~ ~ 『 寅 の 読 書 室  Part Ⅵ-Ⅴ』 ~ ~

 
== 『 叛 乱 』 (上) ==
著 者:立野 信之
発 行 所:㈱ぺりかん社
 
第二章 朧気おぼろげなる事を仮初かりそめうべないて
第二章 (1-02)
看守に伴われて別室へ入ると、坊主頭で背広服の男が二人、正面の机にならんでいた。
佐藤がその前に立つと、
「敬礼」
と看守の上等兵が号令をかけた。
その号令に、再び屈辱を胸にかきたてながら、型の如く敬礼すると、二十七、八の若い男が顔をあげて、
「名前は?」
と、たずねた。声も低ければ、態度も穏やかで、むしろ丁寧すぎる位であった。看守の横柄に腹を立て、心を尖らせていただけに余計にそう思ったのかも知れない。
「陸軍士官学校第一中隊第四区隊・・・士官候補生佐藤勝朗」
佐藤はしゃちこ張って、そう官姓名をを名乗った。
後で分かったのだが、二十七、八と思われた男は、松村という法務官で、実際は四十過ぎだ、と聞かされた。
松村法務官は、ちょっと書類に眼をやって黙読する風だったが、すぐ顔を上げて、佐藤と書類とを半々に見比べながら、
「佐藤候補生は、昭和九年十月十八日、陸軍歩兵大尉村中孝次を自宅に訪問し、その際次のような内容の国家革新のためのクーデターの計画を聞き、それに共鳴し且つその仲間に入った事実があるか、どうか・・・」
そう言って、法務官は、クーデターの計画内容を読んで聞かせた。それは佐藤が村中大尉や磯部主計から話を聞いて、辻中隊長に報告したのと、大体同工異曲どうこういきょくのものであった。
「村中大尉殿その他から国家改造の話は聞きましたが、自分は、それに共鳴したのではありません。

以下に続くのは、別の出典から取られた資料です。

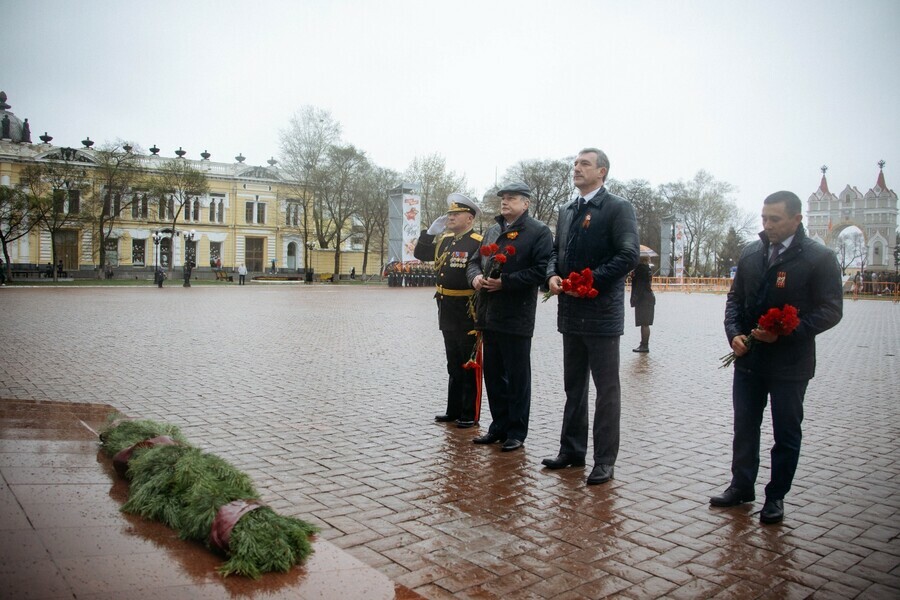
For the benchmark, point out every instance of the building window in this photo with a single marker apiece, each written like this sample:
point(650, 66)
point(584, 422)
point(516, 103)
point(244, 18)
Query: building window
point(292, 214)
point(112, 252)
point(67, 201)
point(255, 212)
point(138, 250)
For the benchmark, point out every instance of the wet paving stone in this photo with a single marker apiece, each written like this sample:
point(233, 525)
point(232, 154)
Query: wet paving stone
point(325, 396)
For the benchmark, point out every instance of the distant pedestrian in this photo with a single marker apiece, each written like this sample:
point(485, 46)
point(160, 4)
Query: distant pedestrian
point(643, 301)
point(784, 267)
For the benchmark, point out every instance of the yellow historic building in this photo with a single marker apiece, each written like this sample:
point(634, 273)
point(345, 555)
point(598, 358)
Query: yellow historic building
point(251, 215)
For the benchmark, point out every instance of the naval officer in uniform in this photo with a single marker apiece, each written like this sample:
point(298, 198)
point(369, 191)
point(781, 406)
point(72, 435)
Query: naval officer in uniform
point(450, 243)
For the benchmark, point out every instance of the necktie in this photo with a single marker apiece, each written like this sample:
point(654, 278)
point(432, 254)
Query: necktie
point(776, 250)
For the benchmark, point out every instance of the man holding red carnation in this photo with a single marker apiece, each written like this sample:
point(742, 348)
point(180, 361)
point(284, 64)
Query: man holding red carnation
point(596, 247)
point(787, 290)
point(507, 274)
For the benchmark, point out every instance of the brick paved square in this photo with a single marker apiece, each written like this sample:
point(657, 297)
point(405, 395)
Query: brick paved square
point(325, 395)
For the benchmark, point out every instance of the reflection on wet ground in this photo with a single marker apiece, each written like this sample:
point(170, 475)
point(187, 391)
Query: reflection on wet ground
point(64, 536)
point(327, 402)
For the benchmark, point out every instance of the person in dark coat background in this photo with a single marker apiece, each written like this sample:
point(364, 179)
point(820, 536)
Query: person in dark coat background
point(597, 230)
point(783, 267)
point(450, 243)
point(507, 302)
point(643, 301)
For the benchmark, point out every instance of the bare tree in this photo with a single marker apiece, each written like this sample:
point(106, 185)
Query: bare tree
point(174, 186)
point(551, 185)
point(430, 172)
point(372, 209)
point(336, 200)
point(304, 145)
point(707, 210)
point(16, 220)
point(117, 170)
point(649, 206)
point(851, 250)
point(55, 189)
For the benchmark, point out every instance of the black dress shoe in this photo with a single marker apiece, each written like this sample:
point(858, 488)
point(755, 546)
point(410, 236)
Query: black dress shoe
point(600, 474)
point(488, 438)
point(562, 461)
point(772, 512)
point(732, 497)
point(511, 444)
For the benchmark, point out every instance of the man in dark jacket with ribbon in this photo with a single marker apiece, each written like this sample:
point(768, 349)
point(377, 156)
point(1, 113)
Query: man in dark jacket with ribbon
point(450, 242)
point(596, 231)
point(507, 280)
point(783, 268)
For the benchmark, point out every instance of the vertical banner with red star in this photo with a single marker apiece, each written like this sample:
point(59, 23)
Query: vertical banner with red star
point(412, 216)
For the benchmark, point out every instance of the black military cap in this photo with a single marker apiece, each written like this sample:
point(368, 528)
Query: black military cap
point(518, 187)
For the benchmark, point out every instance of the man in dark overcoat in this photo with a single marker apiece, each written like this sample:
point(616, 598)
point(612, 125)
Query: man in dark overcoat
point(507, 302)
point(597, 231)
point(783, 267)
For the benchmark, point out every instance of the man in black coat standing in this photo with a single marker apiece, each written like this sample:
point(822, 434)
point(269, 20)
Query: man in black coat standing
point(596, 231)
point(507, 302)
point(450, 242)
point(784, 267)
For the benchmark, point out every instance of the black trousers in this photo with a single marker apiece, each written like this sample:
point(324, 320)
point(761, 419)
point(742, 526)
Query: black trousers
point(586, 357)
point(461, 388)
point(750, 394)
point(507, 378)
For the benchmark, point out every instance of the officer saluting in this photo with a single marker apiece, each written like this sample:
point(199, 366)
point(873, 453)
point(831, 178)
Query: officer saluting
point(450, 242)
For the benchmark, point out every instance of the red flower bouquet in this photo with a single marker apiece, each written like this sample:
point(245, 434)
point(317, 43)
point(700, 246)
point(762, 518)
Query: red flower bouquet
point(780, 321)
point(580, 283)
point(498, 259)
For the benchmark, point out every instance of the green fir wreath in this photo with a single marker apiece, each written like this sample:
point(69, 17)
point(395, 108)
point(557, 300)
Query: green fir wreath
point(185, 488)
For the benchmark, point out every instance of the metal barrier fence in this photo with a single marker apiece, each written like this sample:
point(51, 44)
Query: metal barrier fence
point(872, 290)
point(869, 290)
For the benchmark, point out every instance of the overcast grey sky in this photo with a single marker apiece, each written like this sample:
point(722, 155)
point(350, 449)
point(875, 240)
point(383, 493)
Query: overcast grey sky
point(759, 93)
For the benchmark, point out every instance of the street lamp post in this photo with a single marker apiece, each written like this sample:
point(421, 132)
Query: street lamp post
point(188, 259)
point(157, 274)
point(309, 270)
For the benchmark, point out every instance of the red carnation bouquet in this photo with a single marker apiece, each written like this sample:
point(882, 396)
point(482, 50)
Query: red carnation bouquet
point(580, 283)
point(780, 321)
point(498, 259)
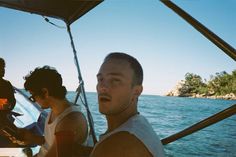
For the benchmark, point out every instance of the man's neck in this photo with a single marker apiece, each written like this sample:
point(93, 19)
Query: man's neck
point(115, 121)
point(58, 106)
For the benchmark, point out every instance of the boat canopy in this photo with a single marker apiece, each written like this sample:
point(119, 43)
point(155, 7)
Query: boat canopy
point(67, 10)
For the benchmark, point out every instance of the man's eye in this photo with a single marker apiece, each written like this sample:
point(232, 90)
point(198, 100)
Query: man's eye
point(115, 80)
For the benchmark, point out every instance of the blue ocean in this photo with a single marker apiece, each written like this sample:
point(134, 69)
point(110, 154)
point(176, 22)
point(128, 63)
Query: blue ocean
point(169, 115)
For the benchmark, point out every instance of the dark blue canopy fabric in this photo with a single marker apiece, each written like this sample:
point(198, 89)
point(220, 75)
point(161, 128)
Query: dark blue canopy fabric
point(67, 10)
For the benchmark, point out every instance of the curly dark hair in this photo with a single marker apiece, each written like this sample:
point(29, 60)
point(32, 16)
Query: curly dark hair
point(45, 77)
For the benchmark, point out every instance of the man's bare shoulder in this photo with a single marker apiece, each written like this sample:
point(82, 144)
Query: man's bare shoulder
point(121, 144)
point(74, 122)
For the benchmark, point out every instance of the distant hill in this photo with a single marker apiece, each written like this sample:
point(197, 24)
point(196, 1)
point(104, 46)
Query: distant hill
point(220, 86)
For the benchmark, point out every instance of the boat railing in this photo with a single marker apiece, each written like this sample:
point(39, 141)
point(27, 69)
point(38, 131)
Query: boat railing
point(202, 124)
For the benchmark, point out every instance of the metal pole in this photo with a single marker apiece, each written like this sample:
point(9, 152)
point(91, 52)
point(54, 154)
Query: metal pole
point(228, 49)
point(90, 120)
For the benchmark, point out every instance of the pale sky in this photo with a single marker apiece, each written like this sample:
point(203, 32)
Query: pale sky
point(166, 45)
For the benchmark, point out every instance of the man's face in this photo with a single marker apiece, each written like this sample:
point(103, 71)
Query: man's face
point(114, 87)
point(39, 99)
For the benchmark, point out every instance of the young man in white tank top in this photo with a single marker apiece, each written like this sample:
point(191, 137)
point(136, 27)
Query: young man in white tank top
point(129, 134)
point(65, 125)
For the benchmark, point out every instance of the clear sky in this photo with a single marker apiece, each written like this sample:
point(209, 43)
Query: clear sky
point(166, 45)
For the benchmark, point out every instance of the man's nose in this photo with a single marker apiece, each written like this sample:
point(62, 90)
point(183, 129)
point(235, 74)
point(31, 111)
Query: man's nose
point(102, 86)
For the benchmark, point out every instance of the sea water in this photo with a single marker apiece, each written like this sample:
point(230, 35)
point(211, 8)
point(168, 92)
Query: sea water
point(169, 115)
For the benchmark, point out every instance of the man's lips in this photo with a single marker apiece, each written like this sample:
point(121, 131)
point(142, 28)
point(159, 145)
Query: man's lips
point(104, 98)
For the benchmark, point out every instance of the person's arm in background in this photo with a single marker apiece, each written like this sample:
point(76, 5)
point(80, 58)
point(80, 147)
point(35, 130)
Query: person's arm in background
point(72, 130)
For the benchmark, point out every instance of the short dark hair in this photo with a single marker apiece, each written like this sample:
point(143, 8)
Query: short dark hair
point(134, 64)
point(45, 77)
point(2, 63)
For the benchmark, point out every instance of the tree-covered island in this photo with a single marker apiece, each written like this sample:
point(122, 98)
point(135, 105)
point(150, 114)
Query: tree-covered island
point(220, 86)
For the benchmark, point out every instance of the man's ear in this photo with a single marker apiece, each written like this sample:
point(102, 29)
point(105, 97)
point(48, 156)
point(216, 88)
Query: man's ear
point(138, 90)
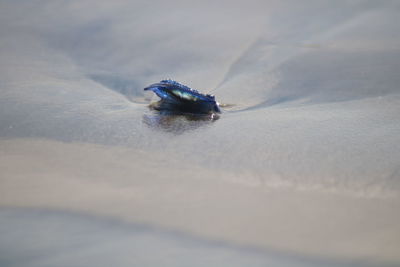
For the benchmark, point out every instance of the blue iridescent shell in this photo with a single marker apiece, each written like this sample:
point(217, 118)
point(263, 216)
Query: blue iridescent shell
point(177, 97)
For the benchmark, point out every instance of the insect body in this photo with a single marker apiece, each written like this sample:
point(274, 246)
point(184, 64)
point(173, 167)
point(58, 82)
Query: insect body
point(178, 98)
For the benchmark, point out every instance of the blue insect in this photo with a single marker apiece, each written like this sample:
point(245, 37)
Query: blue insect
point(177, 98)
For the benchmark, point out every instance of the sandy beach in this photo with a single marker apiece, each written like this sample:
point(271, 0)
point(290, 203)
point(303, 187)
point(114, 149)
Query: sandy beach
point(301, 169)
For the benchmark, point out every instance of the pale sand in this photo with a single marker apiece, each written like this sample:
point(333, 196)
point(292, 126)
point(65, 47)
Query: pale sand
point(304, 159)
point(126, 184)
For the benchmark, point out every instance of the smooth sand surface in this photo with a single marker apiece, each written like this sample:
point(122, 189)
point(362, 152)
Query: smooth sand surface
point(301, 169)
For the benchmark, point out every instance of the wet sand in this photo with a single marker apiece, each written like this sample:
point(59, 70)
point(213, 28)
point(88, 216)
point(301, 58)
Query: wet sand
point(302, 167)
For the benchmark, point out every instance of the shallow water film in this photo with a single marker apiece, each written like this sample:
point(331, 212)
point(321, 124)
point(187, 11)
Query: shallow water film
point(302, 168)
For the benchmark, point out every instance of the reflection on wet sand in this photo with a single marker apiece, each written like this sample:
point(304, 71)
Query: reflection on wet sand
point(174, 121)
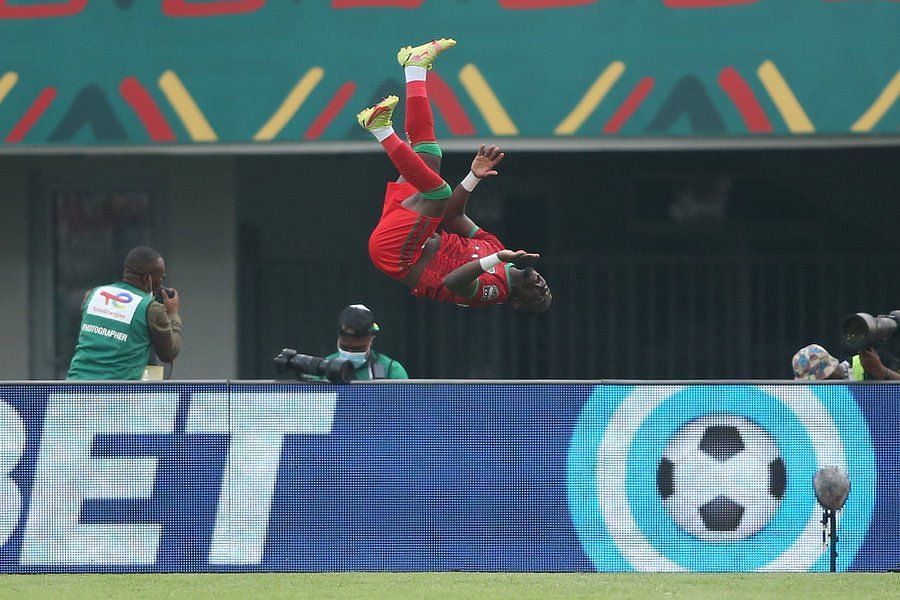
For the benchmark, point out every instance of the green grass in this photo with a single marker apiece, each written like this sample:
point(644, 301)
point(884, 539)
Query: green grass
point(645, 586)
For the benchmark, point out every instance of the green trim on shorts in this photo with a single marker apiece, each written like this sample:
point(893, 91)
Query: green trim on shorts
point(428, 148)
point(441, 193)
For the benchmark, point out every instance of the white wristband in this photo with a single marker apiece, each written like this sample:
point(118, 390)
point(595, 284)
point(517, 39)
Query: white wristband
point(470, 182)
point(489, 262)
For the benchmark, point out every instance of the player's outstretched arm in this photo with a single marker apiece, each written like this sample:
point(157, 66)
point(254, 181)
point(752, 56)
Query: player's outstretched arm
point(483, 166)
point(463, 280)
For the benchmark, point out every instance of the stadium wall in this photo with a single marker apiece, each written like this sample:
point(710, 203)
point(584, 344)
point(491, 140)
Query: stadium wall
point(265, 75)
point(492, 476)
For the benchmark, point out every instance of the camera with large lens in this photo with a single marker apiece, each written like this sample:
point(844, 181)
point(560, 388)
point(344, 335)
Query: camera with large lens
point(862, 330)
point(336, 370)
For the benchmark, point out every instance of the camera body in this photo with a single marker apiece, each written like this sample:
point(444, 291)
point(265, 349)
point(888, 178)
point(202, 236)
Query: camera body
point(862, 330)
point(336, 370)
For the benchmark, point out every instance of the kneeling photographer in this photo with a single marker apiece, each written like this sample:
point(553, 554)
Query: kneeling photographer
point(356, 333)
point(355, 359)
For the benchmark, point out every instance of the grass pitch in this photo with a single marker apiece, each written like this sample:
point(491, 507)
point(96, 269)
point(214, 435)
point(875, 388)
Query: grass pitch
point(520, 586)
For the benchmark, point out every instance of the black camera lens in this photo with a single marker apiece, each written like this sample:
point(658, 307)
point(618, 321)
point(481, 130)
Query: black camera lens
point(862, 330)
point(336, 370)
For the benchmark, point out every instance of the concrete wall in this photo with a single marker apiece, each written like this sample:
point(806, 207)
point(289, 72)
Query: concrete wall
point(14, 338)
point(198, 241)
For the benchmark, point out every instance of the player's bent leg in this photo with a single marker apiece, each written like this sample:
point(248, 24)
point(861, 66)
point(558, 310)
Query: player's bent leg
point(377, 120)
point(424, 54)
point(431, 203)
point(430, 153)
point(416, 61)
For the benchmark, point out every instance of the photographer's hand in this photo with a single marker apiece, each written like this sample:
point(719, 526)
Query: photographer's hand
point(872, 364)
point(172, 304)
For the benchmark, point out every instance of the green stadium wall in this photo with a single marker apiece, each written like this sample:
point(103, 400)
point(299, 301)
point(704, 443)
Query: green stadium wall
point(255, 72)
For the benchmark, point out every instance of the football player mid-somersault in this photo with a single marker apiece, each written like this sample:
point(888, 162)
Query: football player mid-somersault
point(461, 263)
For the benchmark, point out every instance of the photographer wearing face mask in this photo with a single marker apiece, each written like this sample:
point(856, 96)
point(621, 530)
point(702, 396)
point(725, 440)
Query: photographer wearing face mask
point(123, 320)
point(356, 332)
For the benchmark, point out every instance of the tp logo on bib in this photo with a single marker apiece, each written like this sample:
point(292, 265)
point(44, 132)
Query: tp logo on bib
point(113, 303)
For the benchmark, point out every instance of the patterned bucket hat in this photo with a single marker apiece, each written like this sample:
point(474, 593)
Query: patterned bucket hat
point(813, 362)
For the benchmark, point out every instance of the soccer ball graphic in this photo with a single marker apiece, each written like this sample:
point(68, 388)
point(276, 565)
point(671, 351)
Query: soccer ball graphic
point(721, 477)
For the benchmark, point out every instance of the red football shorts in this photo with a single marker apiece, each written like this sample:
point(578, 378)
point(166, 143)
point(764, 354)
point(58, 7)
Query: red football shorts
point(397, 242)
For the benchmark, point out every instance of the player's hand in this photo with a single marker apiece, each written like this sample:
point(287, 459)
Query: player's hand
point(872, 364)
point(515, 256)
point(486, 160)
point(172, 304)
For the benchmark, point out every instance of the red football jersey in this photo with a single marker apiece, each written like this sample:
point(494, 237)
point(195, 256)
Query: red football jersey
point(455, 251)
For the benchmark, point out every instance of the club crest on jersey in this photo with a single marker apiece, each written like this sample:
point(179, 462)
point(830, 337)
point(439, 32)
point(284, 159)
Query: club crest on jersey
point(490, 292)
point(113, 303)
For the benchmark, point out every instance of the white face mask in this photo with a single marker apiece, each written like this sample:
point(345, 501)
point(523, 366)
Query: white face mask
point(357, 358)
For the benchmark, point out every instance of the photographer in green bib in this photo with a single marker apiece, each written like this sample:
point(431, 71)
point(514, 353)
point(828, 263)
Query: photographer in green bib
point(122, 321)
point(356, 332)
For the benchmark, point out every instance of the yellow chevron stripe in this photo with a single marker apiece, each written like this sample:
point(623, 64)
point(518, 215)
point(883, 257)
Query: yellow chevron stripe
point(486, 102)
point(882, 104)
point(291, 105)
point(589, 102)
point(7, 82)
point(784, 99)
point(186, 109)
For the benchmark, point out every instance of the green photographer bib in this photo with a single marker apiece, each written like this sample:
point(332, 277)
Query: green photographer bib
point(114, 340)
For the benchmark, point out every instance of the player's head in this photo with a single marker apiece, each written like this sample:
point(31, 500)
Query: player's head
point(530, 295)
point(356, 331)
point(145, 268)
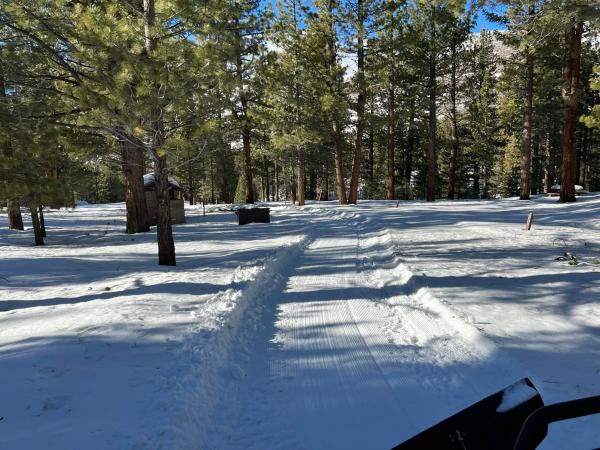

別に考えがあって、『仲間』のような態度をとったのであります」
佐藤は眼をキラキラ光らせ、肥った胴体あら声を絞り出すようにして言った。
「別に考えがあって、仲間のような態度を取りました、と・・・」
法務官は傍らにならんでいる書紀に口述してから、佐藤に向かって、
「別に考えがあって・・・というのは、どういう考えか」
「自分はかねてから辻中隊長殿に訓戒されていた通り、士官候補生は未だ将校ならざる未完成者であるから、国家改造運動などに加わってはならない、と固く信じて居りました。ところが隣りの中隊の武藤候補生らが、さかんに国家改造熱にうかされたおりますから、彼らを救おうと思って、みずからその渦中に飛び込んだのであります。それも中隊長殿の訓戒 ── 他を救おうとすれば、自らその中の飛び込め。岸に立って、自分は濡れずに助けようとしても、足しけられるものではない ── という訓戒に従って、行動したのであります」
訊問は、しごく簡単にすんだ。── 口述書の末尾に署名捺印。
それがすむと、松村法務官は、いくぶん改まった口調で言った。
「被告佐藤候補生を、今日から勾留に附する」
「被告」といい、「勾留」といい、そういう不馴れな法律語が、一体何を意味するかは、佐藤にはまだよく呑み込めなかった。司令部のどこかに一室を与えられるだろうと、はじめに考えていた空想が、まだ頭のコビリついて離れなかったのである。
佐藤の次は、武藤候補生が呼ばれた。
武藤も佐藤とほぼ同じ時間を費やして出て来ると、上等兵の看守が事務的な口調で、
「自動車の乗車人員に制限がありますから、佐藤候補生と武藤候補生は、二人だけ先に行ってもらいます」
自分一人だけは別だ、とひそかに決めていた佐藤は、一瞬いぶかった。
── 一体、どこへ連れて行かれるのだろう?
武藤と彼の区隊長は起ち上がった。佐藤の区隊長も、何の躊躇もなく起ち上がった。
「じゃ、先に行くぞ」
「元気で頑張れよ!」
四人は看守に伴われて、一塊になって控室を出た。